Os quatro bloggers internacionais que visitaram a Brava,  no âmbito do programa Sete Sóis Sete Luas,  afirmaram que a ilha “tem grandes potencialidades” para o desenvolvimento de um “turismo rural e sustentável”, com destaque para as trilhas pedestres.

Carla Mota, do blog Viajar entre Viagens e Filipe Gomes, do blog Alma de Viajante, demonstraram-se maravilhados e encantados com a “beleza, simplicidade e tamanha riqueza” da ilha, caso forem bem exploradas.

Além de conhecer a ilha, o objectivo destes bloggers é “demonstrar” aquilo que de “bom e do melhor” a Brava tem para oferecer aos turistas.

“Seja através da música, da arte, da gastronomia ou das caminhadas e das visitas que fizemos, podemos partilhar um pouco as mais-valias da ilha”, explicou Filipe Gomes.
Carla Mota comentou que a ilha possui condições para fazer um turismo rural, aconselhando que “ela só deve optar por este tipo de turismo”, por ser uma ilha com parcos recursos, principalmente a nível da água.

“Deve tentar investir num turismo mais sustentável possível, que dê mais emprego à população local, que permita o desenvolvimento de determinadas áreas da ilha e não concentradas somente em Nova Sintra, mas em determinadas povoações, que vai até ajudar a fixar os jovens na ilha e nas localidades, criando postos de empregos”, disse a blogueira.

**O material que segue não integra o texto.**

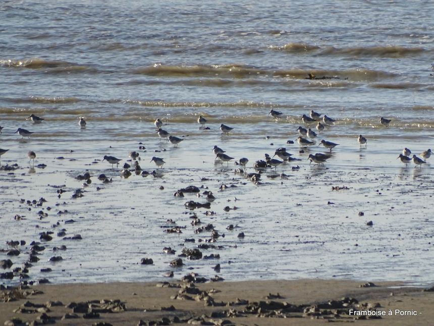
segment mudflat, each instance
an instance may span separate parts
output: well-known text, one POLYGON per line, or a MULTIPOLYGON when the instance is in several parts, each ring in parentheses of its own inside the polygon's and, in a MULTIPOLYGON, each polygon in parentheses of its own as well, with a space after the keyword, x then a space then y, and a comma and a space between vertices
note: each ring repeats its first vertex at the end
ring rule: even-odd
POLYGON ((330 322, 428 325, 434 318, 434 292, 400 282, 186 281, 4 289, 0 319, 2 324, 10 325, 267 326, 330 322))

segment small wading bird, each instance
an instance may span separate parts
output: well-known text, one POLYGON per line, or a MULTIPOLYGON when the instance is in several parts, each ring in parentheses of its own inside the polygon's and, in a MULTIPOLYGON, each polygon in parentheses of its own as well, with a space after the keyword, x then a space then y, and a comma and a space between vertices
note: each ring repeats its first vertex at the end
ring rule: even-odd
POLYGON ((245 157, 240 159, 240 165, 242 165, 244 168, 246 167, 246 165, 247 165, 248 163, 249 163, 248 159, 245 157))
POLYGON ((405 166, 407 166, 407 165, 411 162, 411 158, 408 157, 408 156, 406 156, 405 155, 403 155, 402 154, 399 154, 399 156, 398 156, 396 159, 401 159, 401 161, 405 164, 405 166))
POLYGON ((362 135, 359 135, 359 137, 357 138, 357 142, 358 142, 359 144, 360 144, 360 147, 362 147, 363 144, 365 144, 365 147, 367 146, 367 139, 362 135))
POLYGON ((27 118, 27 119, 32 120, 32 122, 34 123, 40 123, 45 120, 43 118, 39 118, 34 114, 31 114, 30 116, 27 118))
POLYGON ((178 147, 178 144, 182 142, 184 139, 175 136, 169 136, 169 141, 175 145, 175 147, 178 147))
POLYGON ((27 156, 29 157, 30 160, 29 160, 29 163, 30 164, 30 161, 32 160, 33 160, 33 165, 35 165, 35 159, 36 158, 36 153, 33 151, 29 151, 27 153, 27 156))
POLYGON ((80 128, 86 128, 86 121, 84 120, 84 117, 80 117, 80 120, 78 121, 78 125, 80 128))
POLYGON ((380 118, 380 123, 381 123, 385 127, 389 127, 389 124, 390 123, 390 122, 392 120, 390 120, 389 119, 385 119, 382 117, 380 118))
POLYGON ((32 132, 29 131, 29 130, 26 130, 25 129, 23 129, 22 128, 19 128, 14 133, 17 133, 17 132, 18 132, 20 134, 20 135, 21 136, 22 139, 24 137, 27 137, 29 139, 30 139, 30 137, 29 136, 30 136, 33 133, 32 132))
POLYGON ((313 110, 310 111, 310 117, 312 119, 314 119, 315 120, 319 120, 319 117, 321 116, 321 115, 317 112, 315 112, 313 110))
POLYGON ((157 170, 160 168, 160 166, 162 166, 163 164, 164 164, 166 162, 163 161, 164 159, 160 158, 159 157, 155 157, 154 156, 152 157, 152 159, 150 160, 150 162, 154 161, 154 163, 155 164, 155 165, 157 166, 157 170))
POLYGON ((426 161, 426 159, 429 159, 431 157, 431 149, 429 149, 426 151, 424 151, 422 153, 420 153, 420 157, 423 159, 425 161, 426 161))
POLYGON ((279 112, 279 111, 275 111, 274 110, 272 110, 270 111, 270 113, 268 114, 271 114, 273 118, 276 118, 278 119, 282 117, 283 113, 282 112, 279 112))
POLYGON ((217 145, 214 145, 214 148, 212 149, 212 153, 213 153, 214 155, 215 155, 215 158, 214 159, 214 160, 215 161, 219 157, 219 154, 223 154, 224 153, 226 153, 226 151, 224 151, 220 147, 218 147, 217 145))
POLYGON ((300 135, 302 137, 306 137, 307 135, 307 129, 305 129, 301 126, 299 126, 298 128, 297 128, 297 131, 298 131, 300 135))
POLYGON ((228 135, 229 135, 229 131, 233 130, 233 128, 231 128, 231 127, 228 127, 228 126, 225 126, 223 123, 220 125, 220 130, 222 130, 222 134, 224 133, 227 133, 228 135))
POLYGON ((330 152, 332 151, 332 149, 334 147, 336 147, 339 144, 335 144, 334 143, 332 143, 331 142, 326 142, 324 139, 321 141, 321 145, 322 145, 326 148, 328 148, 330 150, 330 152))
POLYGON ((317 153, 314 155, 309 154, 309 158, 307 159, 310 160, 310 162, 309 163, 309 164, 312 162, 317 164, 323 164, 326 163, 326 160, 330 156, 328 155, 324 155, 324 154, 317 153))
POLYGON ((402 154, 405 156, 410 156, 411 154, 411 151, 409 150, 406 147, 402 150, 402 154))
POLYGON ((319 132, 321 132, 321 131, 324 130, 324 125, 321 123, 321 122, 318 122, 318 124, 316 125, 316 129, 319 132))
POLYGON ((118 167, 118 165, 121 161, 120 159, 117 159, 114 156, 107 156, 107 155, 104 156, 104 158, 102 159, 102 160, 104 161, 104 160, 105 160, 107 162, 112 164, 112 169, 113 168, 114 164, 116 164, 116 167, 118 167))
POLYGON ((205 124, 206 123, 206 119, 205 119, 201 115, 199 116, 199 118, 197 119, 197 123, 201 125, 201 127, 202 128, 205 128, 205 124))

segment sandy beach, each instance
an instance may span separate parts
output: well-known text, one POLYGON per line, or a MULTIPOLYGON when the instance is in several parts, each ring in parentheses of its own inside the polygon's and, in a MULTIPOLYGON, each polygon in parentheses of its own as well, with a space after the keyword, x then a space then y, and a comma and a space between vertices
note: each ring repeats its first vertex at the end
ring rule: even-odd
POLYGON ((41 285, 2 290, 0 319, 5 325, 431 324, 433 292, 402 285, 319 280, 41 285), (8 298, 16 299, 4 302, 8 298), (371 316, 359 315, 367 311, 371 316))

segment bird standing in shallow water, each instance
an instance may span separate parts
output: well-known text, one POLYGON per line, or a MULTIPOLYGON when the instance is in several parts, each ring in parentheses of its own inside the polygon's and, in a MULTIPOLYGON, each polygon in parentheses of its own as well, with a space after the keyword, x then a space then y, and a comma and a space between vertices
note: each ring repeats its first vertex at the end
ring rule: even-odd
POLYGON ((392 120, 389 120, 389 119, 385 119, 382 117, 380 118, 380 123, 381 123, 385 127, 389 127, 389 124, 390 123, 390 122, 392 120))
POLYGON ((332 151, 332 149, 339 145, 339 144, 335 144, 331 142, 326 142, 324 139, 321 141, 321 144, 326 148, 329 149, 330 150, 330 152, 332 151))
POLYGON ((403 155, 402 154, 399 154, 399 156, 398 156, 396 159, 401 159, 401 161, 405 164, 405 166, 407 166, 407 165, 411 162, 411 158, 408 157, 408 156, 406 156, 405 155, 403 155))
POLYGON ((223 133, 227 133, 228 136, 229 135, 229 131, 233 130, 233 128, 231 128, 231 127, 225 126, 223 123, 220 125, 220 130, 222 130, 222 132, 223 133))
POLYGON ((116 164, 116 167, 118 167, 118 165, 121 161, 120 159, 117 159, 114 156, 107 156, 107 155, 104 156, 104 158, 102 159, 102 160, 104 161, 104 160, 105 160, 107 162, 112 164, 112 169, 113 168, 114 164, 116 164))
POLYGON ((411 154, 411 151, 406 147, 402 150, 402 154, 405 156, 410 156, 410 154, 411 154))
POLYGON ((226 153, 226 151, 224 151, 220 147, 218 147, 217 145, 214 145, 214 148, 212 149, 212 153, 215 155, 215 158, 214 159, 215 161, 219 157, 219 154, 223 154, 224 153, 226 153))
POLYGON ((268 114, 271 114, 273 118, 276 118, 278 119, 282 117, 283 113, 282 112, 279 112, 279 111, 275 111, 274 110, 272 110, 270 111, 270 113, 268 114))
POLYGON ((38 116, 33 114, 31 114, 30 116, 27 118, 27 119, 30 119, 34 123, 40 123, 45 120, 43 118, 39 118, 38 116))
POLYGON ((206 123, 206 119, 205 119, 201 115, 199 116, 199 118, 197 119, 197 123, 199 123, 201 125, 201 127, 203 128, 205 128, 205 124, 206 123))
POLYGON ((80 128, 86 128, 86 121, 84 120, 84 117, 80 117, 80 120, 78 121, 78 125, 80 128))
POLYGON ((310 111, 310 117, 315 120, 319 120, 321 115, 317 112, 315 112, 313 110, 310 111))
POLYGON ((357 142, 358 142, 359 144, 360 144, 360 147, 362 147, 362 145, 363 144, 365 144, 365 147, 367 146, 367 139, 362 135, 359 135, 359 137, 357 138, 357 142))
POLYGON ((21 136, 22 138, 24 138, 24 137, 27 137, 29 139, 30 139, 30 137, 29 137, 29 136, 30 136, 33 133, 32 132, 29 131, 29 130, 26 130, 25 129, 23 129, 22 128, 19 128, 14 133, 17 133, 17 132, 20 134, 20 135, 21 136))
POLYGON ((421 153, 420 157, 425 160, 425 161, 426 161, 426 159, 429 159, 430 157, 431 153, 431 149, 429 149, 427 151, 424 151, 421 153))
POLYGON ((154 161, 154 163, 155 164, 155 165, 157 166, 157 170, 160 168, 160 166, 162 166, 163 164, 164 164, 166 162, 163 161, 164 159, 160 158, 159 157, 155 157, 154 156, 152 157, 152 159, 150 160, 150 162, 154 161))
POLYGON ((36 153, 34 152, 33 152, 33 151, 29 151, 29 152, 27 153, 27 156, 28 156, 29 158, 30 159, 30 160, 29 160, 29 163, 30 163, 30 161, 33 160, 33 165, 35 165, 35 159, 36 158, 36 153))
POLYGON ((318 124, 316 125, 316 129, 319 132, 321 132, 324 130, 324 125, 321 122, 318 122, 318 124))

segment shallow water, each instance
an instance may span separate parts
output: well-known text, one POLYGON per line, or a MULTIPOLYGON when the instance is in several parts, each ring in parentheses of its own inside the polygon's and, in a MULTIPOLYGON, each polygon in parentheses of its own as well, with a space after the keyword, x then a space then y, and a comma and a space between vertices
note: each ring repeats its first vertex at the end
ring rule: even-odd
MULTIPOLYGON (((8 249, 12 239, 27 243, 11 258, 13 268, 27 260, 40 232, 52 230, 29 280, 159 281, 176 257, 162 248, 178 254, 184 246, 196 248, 210 232, 194 230, 210 223, 225 237, 208 244, 223 248, 201 250, 220 259, 183 258, 176 277, 191 270, 211 277, 220 263, 218 274, 233 281, 430 282, 432 164, 428 159, 421 167, 406 167, 396 158, 404 147, 418 155, 434 147, 433 35, 427 28, 432 5, 170 2, 146 8, 139 2, 128 7, 111 1, 7 2, 0 11, 4 30, 11 31, 0 44, 0 148, 10 150, 1 163, 19 166, 0 171, 0 248, 8 249), (315 19, 306 19, 306 8, 315 19), (327 78, 307 79, 309 73, 327 78), (272 109, 284 117, 273 118, 272 109), (337 121, 300 153, 296 130, 306 126, 300 118, 311 110, 337 121), (26 120, 31 113, 45 120, 32 124, 26 120), (199 128, 199 115, 209 130, 199 128), (80 116, 85 129, 78 126, 80 116), (389 127, 380 124, 381 116, 392 119, 389 127), (159 139, 157 117, 165 129, 183 137, 178 148, 159 139), (221 135, 221 123, 233 131, 221 135), (34 133, 21 139, 14 133, 18 127, 34 133), (357 143, 359 134, 368 138, 366 147, 357 143), (339 145, 323 166, 309 165, 309 154, 328 152, 318 146, 323 138, 339 145), (152 156, 164 158, 160 177, 123 178, 120 169, 101 162, 113 155, 123 164, 140 143, 143 169, 155 168, 152 156), (248 172, 279 147, 302 160, 268 169, 255 185, 234 173, 233 162, 214 162, 214 145, 233 161, 248 158, 248 172), (37 154, 35 165, 45 168, 30 168, 29 150, 37 154), (293 170, 296 165, 300 168, 293 170), (83 182, 75 177, 86 171, 92 182, 83 197, 72 199, 83 182), (98 180, 102 173, 113 182, 98 180), (220 190, 223 184, 236 187, 220 190), (185 208, 205 197, 173 196, 190 184, 213 192, 216 200, 207 210, 214 215, 185 208), (70 191, 59 198, 60 186, 70 191), (19 201, 41 197, 47 201, 41 207, 19 201), (227 212, 226 206, 237 209, 227 212), (39 219, 41 210, 48 217, 39 219), (200 225, 190 225, 193 212, 200 225), (21 220, 14 219, 17 214, 21 220), (170 219, 185 227, 182 233, 164 231, 173 226, 170 219), (69 219, 75 222, 65 224, 69 219), (231 224, 236 228, 227 230, 231 224), (63 228, 67 237, 83 239, 57 237, 63 228), (191 238, 196 242, 184 242, 191 238), (66 251, 51 250, 62 244, 66 251), (48 262, 58 255, 63 261, 48 262), (140 265, 145 257, 154 264, 140 265), (46 267, 53 271, 39 271, 46 267)), ((0 257, 6 259, 6 252, 0 257)))

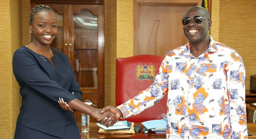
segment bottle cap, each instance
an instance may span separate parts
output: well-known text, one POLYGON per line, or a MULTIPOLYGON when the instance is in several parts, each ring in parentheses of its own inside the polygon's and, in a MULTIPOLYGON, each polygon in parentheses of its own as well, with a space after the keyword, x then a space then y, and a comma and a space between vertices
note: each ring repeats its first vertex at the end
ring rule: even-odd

A mesma destacou a localidade de Fajã d´Água como sendo uma das “top´s de Cabo Verde, um pedaço de um pequeno paraíso”, não escondendo a sua simpatia pela “morabeza” recebida da população bravense.

“Acho louvável que se tente pegar no património cultural, que é o talento dos jovens, e na música, para tentar fomentar o turismo. Um turismo assente na riqueza cultural de Cabo Verde, e na Brava é mais um trunfo que deve ser aproveitado, especialmente para conseguir se afirmar dentro da diversidade cultural do país e nisso o trabalho que a Sete Sóis Sete Luas tem feito é de se louvar”, salientou a blogueira.

Segundo o blogueiro Filipe Gomes, a ilha ao apostar neste tipo de turismo, ligado aos trilho e percursos pedestres, leva a que os turistas fiquem mais tempo no país, pois, é um tipo de turismo mais lento e “ajuda a combater as visitas de ida e volta a partir do Fogo”, mas que exige a “construção” de pequenas pousadas, em diversos pontos da ilha.
“A questão dos recursos é muito importante, acho que ter um grande resort que consuma muita água e muita electricidade a Brava não precisa. Ela precisa afirmar noutros aspectos”, opinou Gomes.
Como um dos exemplos de que a ilha não deve apostar turismo de praia e sol, o blogueiro apontou as experiências tidas na ilha do Sal e da Boa Vista.
“Imagino que não querem replicar em ilhas como a Brava, pois, na minha opinião, seria um erro”, considerou.
Os mesmos estão convictos de que com os seguidores, conseguirão apresentar aos turistas uma outra forma de “praticar” o turismo, desviando-os do percurso clássico.